Earthquake strengthening

Find out about your obligations for earthquake strengthening your building and changes to the law.

About earthquake strengthening

Earthquake strengthening is any work done to a building to improve its ability to withstand the effects of earthquakes, and to keep people in and around the building safe.

Earthquake-prone buildings

An earthquake-prone building is one that is less than one-third of the current structural standard.

In May 2016, Parliament passed the Buildings (Earthquake-prone Buildings) Amendment Act. The new legislation came into force on 1 July 2017.

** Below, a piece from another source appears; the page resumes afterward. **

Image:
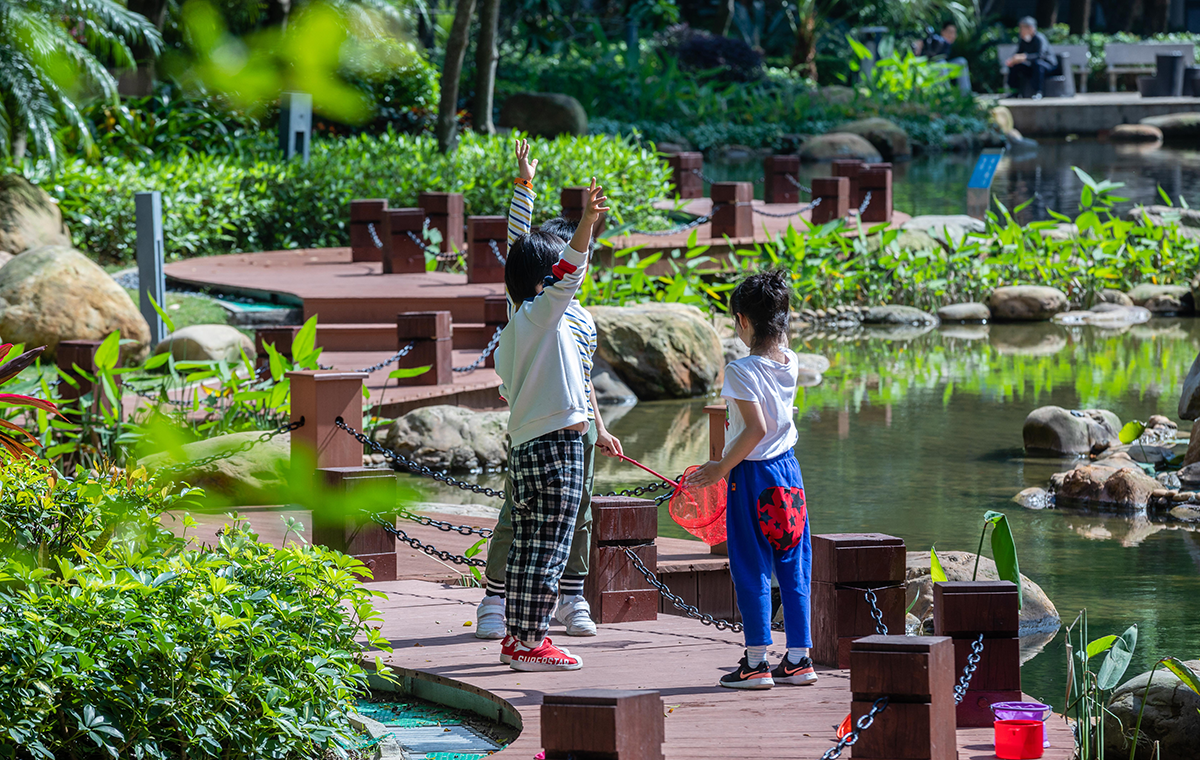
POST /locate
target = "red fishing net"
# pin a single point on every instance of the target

The aim of this legislation is to introduce:

  • a country-wide approach to the assessment and management of earthquake-prone buildings
  • a standardised notice system; and
  • a national public register of earthquake-prone buildings.

What has changed

  • Territorial authorities (councils) are no longer required to have individual policies for earthquake-prone buildings
  • There will be a centralised national register for all earthquake-prone buildings in New Zealand. This means individual councils no longer need to have a register
  • The country is divided into three seismic risk areas – high, medium and low. Lower Hutt is in the high seismic risk area
  • A category of priority buildings is identified which require urgent strengthening. Examples of priority buildings include:
    • Unreinforced masonry buildings (URM buildings) in high vehicle and pedestrian areas.
    • Buildings that have the potential to impede strategic routes in an emergency.
    • Hospitals and other buildings used by emergency services
    • Buildings likely to be needed in an emergency as an emergency shelter/centre
    • Education buildings occupied by at least 20 people (including early childhood centres, schools, private training and tertiary institutes)
      • Profile categories to identify potentially earthquake-prone buildings. These categories include:
      • Unreinforced masonry buildings.
      • Pre-1976 buildings that are three or more storeys, or 12 or more metres high.
      • Pre-1935 buildings that are one or two storeys.

Priority buildings

The new legislation requires all councils to consult the public on the identification of high-traffic/high-pedestrian priority routes.

The buildings on these routes will be assessed to determine if they are priority buildings.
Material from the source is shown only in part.